Relevanz für die Praxis: Typische Verfahren sind Spektralanalyse (OES, RFA/XRF), Metallographie, Rasterelektronenmikroskopie (REM/EDX), Härteprüfung sowie Zug- oder Kerbschlagversuch. Bewertet werden Legierungselemente gemäß Werkstoffnorm (z. B. EN 10025, ASTM), Korngröße nach DIN EN ISO 643, Phasenanteile und Kennwerte wie Festigkeit oder Zähigkeit. Die Ergebnisse sind zentral für Qualitätskontrolle, PMI und Failure Investigation.

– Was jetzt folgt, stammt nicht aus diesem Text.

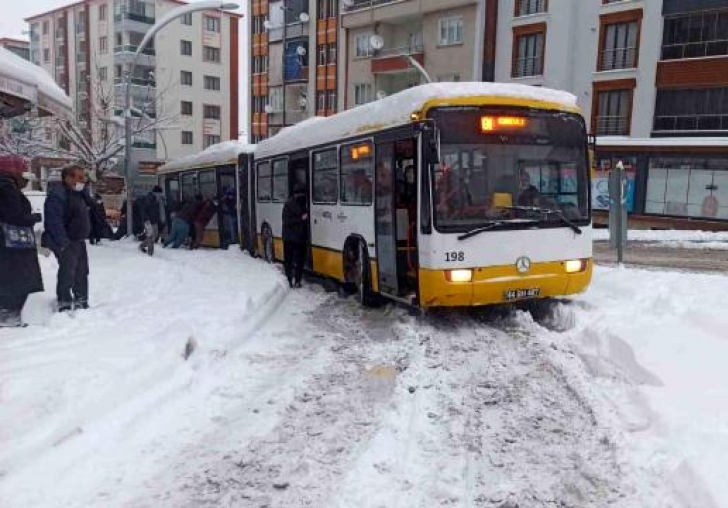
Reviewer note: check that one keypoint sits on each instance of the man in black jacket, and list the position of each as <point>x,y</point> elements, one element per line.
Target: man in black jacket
<point>19,269</point>
<point>67,225</point>
<point>153,215</point>
<point>295,222</point>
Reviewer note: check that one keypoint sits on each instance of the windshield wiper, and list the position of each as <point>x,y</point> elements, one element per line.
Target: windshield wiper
<point>547,211</point>
<point>492,225</point>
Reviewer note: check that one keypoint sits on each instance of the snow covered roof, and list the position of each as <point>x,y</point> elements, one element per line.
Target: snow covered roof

Entscheidungsperspektiven:

  • Technische Entscheider: Verifikation von Werkstoffzuständen, Wärmebehandlung und Gefügequalität.
  • Einkauf/Projektleitung: Abgleich mit technischen Lieferbedingungen und Prüfzeugnissen (EN 10204).
  • Wissenschaft: Korrelation von Mikrostruktur, Zusammensetzung und mechanischem Verhalten.
  • Versicherung/Recht: Gerichtsfester Nachweis von Materialabweichungen oder Schadensmechanismen.

Typische Prüf- oder Nachweisverfahren: OES, RFA, REM/EDX, Metallographie, Härteprüfung, Zugversuch, Kerbschlagbiegeversuch.

FAQ:

  • Wann ist eine Werkstoffanalytik erforderlich?
  • Bei Qualitätsabweichungen, Schadensfällen oder zur Verifikation der Werkstoffspezifikation im Wareneingang.